(Editor’s Note: This is part an occasional series that will seek insights about life in Lower Manhattan by looking at statistics available from the Data2Go.NYC website, by Measure of America — a nonpartisan, non-profit project of the Brooklyn-based Social Science Research Council. This installment focuses on statistics about the American Human Development Index.)
According to a range of statistical indicators that are grouped together under the rubric of “Human Development,” the square mile at the bottom of Manhattan is endowed and exalted by advantages that few other communities in the five boroughs of New York — indeed, very few places in the United States, or the world — can match.
Since the early 1990s, social scientists have been measuring achievement and opportunity using what they call the Human Development Index (HDI). This yardstick focuses on three dimensions of measurement (health, education, and income) and allows demographers to compare well-being in various nations. In this global ranking, Norway is currently the most developed nation in the world. The United States ranks eighth in absolute terms, and 28th when the tabulations are adjusted for inequality.
But Measure for America uses a modified form of HDI, which it calls the American Human Development Index (AHDI). This measure also focuses on health, education, and income, but takes advantage of more precise statistical readings available in the United States to incorporate sharper indicators — for example, using educational achievement, rather than school enrollment.
In Lower Manhattan, all three axes of measurement are off the charts.
Viewed through the prism of educational achievement, Downtown gets an “A.” This assessment begins with a tally of how many young people (aged three through 24 years old) are currently enrolled in school. For the City as a whole, the rate is 77 percent. Locally, however, the Civic Center area boasts an enrollment rate of 93 percent, followed closely by Southern Tribeca, with a rate of 92 percent. (The eastern section of the Financial District and South Street Seaport area both lag the City overall, however, with rates of 49 percent and 67 percent, respectively.)
Throughout the five boroughs, slightly more than 18 percent of residents have never completed high school.

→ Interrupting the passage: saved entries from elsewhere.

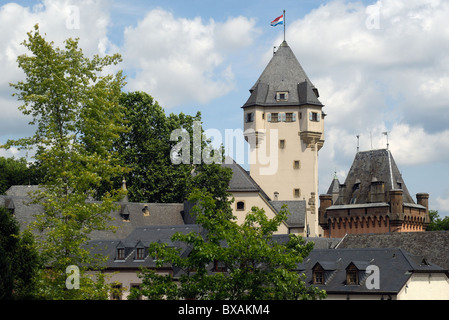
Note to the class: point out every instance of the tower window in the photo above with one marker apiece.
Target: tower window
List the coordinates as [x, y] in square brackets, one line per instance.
[249, 117]
[296, 164]
[314, 116]
[281, 144]
[296, 193]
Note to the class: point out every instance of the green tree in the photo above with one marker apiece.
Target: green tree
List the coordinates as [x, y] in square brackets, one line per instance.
[258, 266]
[19, 260]
[76, 111]
[16, 172]
[147, 148]
[437, 223]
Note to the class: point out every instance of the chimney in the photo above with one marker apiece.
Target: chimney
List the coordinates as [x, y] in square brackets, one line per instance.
[341, 196]
[145, 211]
[125, 191]
[325, 202]
[396, 204]
[377, 191]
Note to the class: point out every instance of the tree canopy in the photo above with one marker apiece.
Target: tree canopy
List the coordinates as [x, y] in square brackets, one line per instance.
[147, 147]
[75, 109]
[257, 266]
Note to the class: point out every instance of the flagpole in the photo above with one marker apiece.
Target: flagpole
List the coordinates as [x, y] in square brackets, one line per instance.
[284, 25]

For people who live Downtown, though, the numbers are much different, with rates lingering in the low-single digits everywhere except the Civic Center (with 12 percent) and Southbridge (with 15 percent).
The portion of New Yorkers overall who have completed high school (including those who have begun — but not completed — college) is 43 percent. But that category shrinks to the high-single and low-double digits everywhere in Lower Manhattan, mostly hovering in the teens, and breaking the 20 percent threshold in only two areas: the southern portion of the Financial District and the Southbridge Towers neighborhood.
While approximately 20 percent of New York City residents overall have completed a four-year college degree, that cohort in Lower Manhattan ranges from 33 percent (in the Financial District) to 52 percent (in the Seaport District).
And although the proportion of New York City residents who hold a graduate or professional degree is 13 percent, in various neighborhoods of Lower Manhattan that ratio jumps to between 27 percent (in the area surrounding Southbridge Towers) and 48 percent (in northern Tribeca).
Gauging the state of Lower Manhattan in term of health yields a similar prognosis. This metric is quantified primarily in terms of life expectancy. Somebody born in Lower Manhattan today can expect to live past 85 years of age.
That is the highest anywhere in the City, and a full decade longer than residents of the Rockaways section of Queens, the Bedford-Stuyvesant community of Brooklyn, or the Corona Park East & Morrisania areas of the Bronx, can count on.
And those extra years are likely to be comfortable. Median personal income for Lower Manhattan residents is among the highest anywhere in the five boroughs, with people who live in southern Tribeca making $133,000 per year, while those in northern Battery Park City take home $119,000 per year, as their neighbors in that community’s southern section score $101,000. (For the City as a whole, that figure is slightly more than $53,000.)
All of which translates into an AHDI score of 9.1 (out of a possible ten) for Lower Manhattan. This is the highest anywhere in the five boroughs, except for the neighborhoods of Greenwich Village and SoHo (which tie Downtown by also scoring 9.1). Two other bastions of statistical privilege, the Upper East and Upper West Sides, score only 8.7 and 8.6, respectively. The three sections of Midtown Manhattan all float in the mid-eight range. And less-fortunate areas of New York bottom out with scores 3.4 (for Brownsville and Ocean Hill, in Brooklyn) and 2.6 (for the neighborhoods of Hunts Point, Longwood, Melrose, and Mott Haven, in the Bronx).
Measure of America designed the AHDI to quantify what it calls the capacity for “being and doing” — the access to opportunity that transforms lives. In both respects, Lower Manhattan seems especially blessed.